Etude de l’impact du chat haret sur les populations de roussettes du genre Pteropus en Nouvelle-Calédonie
Le stagiaire sera basé à la station de recherche de l’Institut Agronomique néo-Calédonien (IAC, Equipe Ecologie de la Faune Sauvage) de Port-Laguerre (Païta). Le travail de terrain aura lieu essentiellement sur la grande terre de la Nouvelle-Calédonie.

Profil recherché
– Bac+4 – 5
– Aptitude à travailler sur le terrain ; Autonomie ; Connaissances en écologie
– Maitrise des outils informatiques (R et QGIS) ; Bonne capacités rédactionnelles
– Permis B souhaité

Cadre général du stage
Les chauves-souris sont les seuls mammifères terrestres natifs de Nouvelle-Calédonie (Pacifique Sud, Mélanésie). L’archipel abrite quatre espèces de roussettes dont trois du genre Pteropus, soit 3 des 7 espèces présentes sur le territoire Français selon l’Inventaire National du Patrimoine Naturel, deux sont endémiques à cette région du monde considérée comme un hotspot mondial de biodiversité.
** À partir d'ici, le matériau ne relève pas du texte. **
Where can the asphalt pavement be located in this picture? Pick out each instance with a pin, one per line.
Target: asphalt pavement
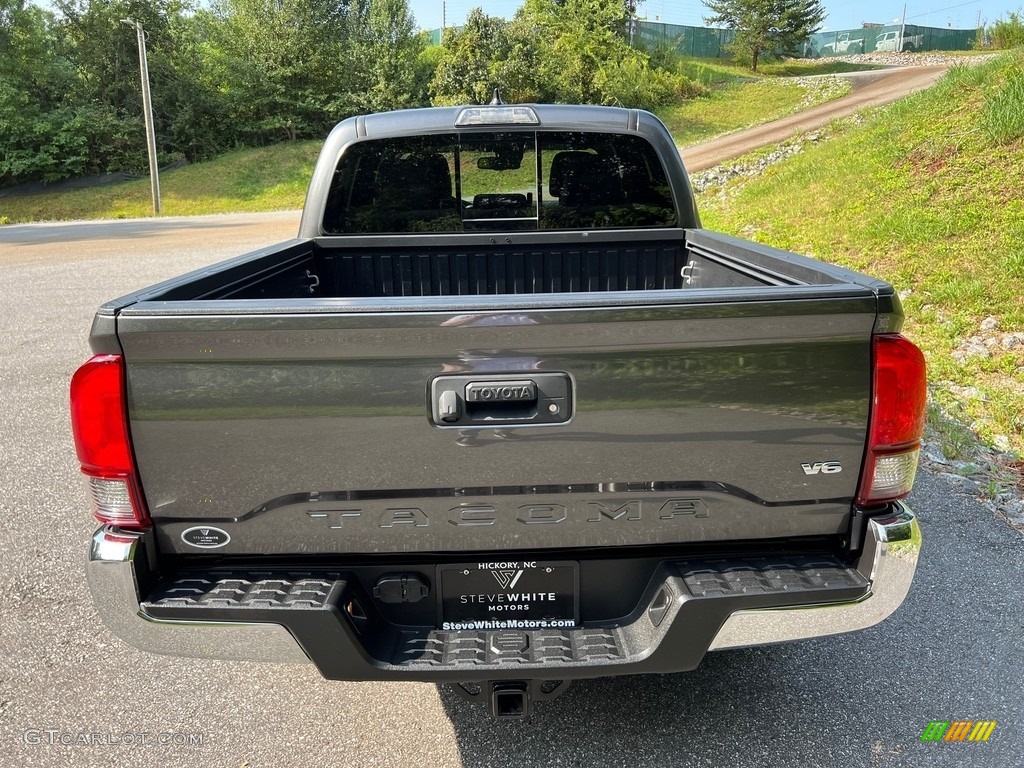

En plus d’être un gibier très prisé en Nouvelle-Calédonie, les roussettes représentent aussi des espèces clés de l’écosystème, des animaux centraux de la culture Kanak et sont des espèces emblématiques pour tous les Néo-Calédoniens. En effet, les roussettes peuvent avoir plusieurs places dans les coutumes locales : aliment accompagnant l’igname lors de la plus importante fête Kanak, élément constitutif de la monnaie traditionnelle ou encore animal totem de certains clans. La chasse aux roussettes est actuellement réglementée (période, quotas) à travers les codes de l’environnement en province Nord et Sud alors que celui de la province des Iles Loyauté est actuellement en cours de réflexion et d’écriture. Il demeure néanmoins que les roussettes restent largement chassées et souvent bien en dehors des périodes autorisées par la réglementation.

L’évolution de la chasse Kanak traditionnelle, le développement de la chasse récréative par les autres communautés néo-calédoniennes, ainsi que le braconnage et le commerce clandestin, représentent actuellement un prélèvement annuel estimé à plus de 160 000 individus des deux plus grandes espèces (P. ornatus et P. tonganus). En outre, une prédation par les chats harets (chats domestiques ensauvagés, très présents en Nouvelle-Calédonie) a récemment été décrite sur l’ensemble des habitats forestiers de l’archipel et le nombre d’individus prédatés pourrait être du même ordre de grandeur que celui de la chasse pour la consommation humaine. Si la taille totale de la population de ces deux espèces de roussettes demeure pour l’heure inconnue, et difficilement estimable, les études disponibles suggèrent que celles-ci sont en déclin. En effet, un inventaire des gîtes réalisé dans la Province Nord a révélé la disparition de près de 30% des gîtes historiquement connus (N = 421). Deux études ethno-écologiques à l’échelle de deux provinces (Nord et Iles Loyauté) révèlent que la très grande majorité de la population humaine constate un déclin du nombre de roussettes. À ce jour, les règlementations sur la chasse aux roussettes en Nouvelle-Calédonie reposent sur une base scientifique faible, leur efficacité pour assurer le maintien des populations restant de ce fait incertain. D’autre part, de nombreuses actions de braconnage sont recensées au cours de l’année. Il en résulte que la soutenabilité de la chasse aux roussettes est à ce jour inconnue et reste à évaluer. Les populations de roussettes de NouvelleCalédonie, comme la majorité des espèces de roussettes ailleurs dans le monde sont menacées par plusieurs facteurs que sont la chasse, les espèces invasives, la destruction des habitats et les événements climatiques. La pression de chasse et les prélèvements imputables aux chats harets sont les seuls facteurs sur lesquels les gestionnaires ont un réel moyen d’action. L’évaluation de leurs impacts sur ces populations est donc primordiale pour générer des leviers d’actions dans le but de conserver ces espèces de roussettes qui semblent de plus en plus menacées.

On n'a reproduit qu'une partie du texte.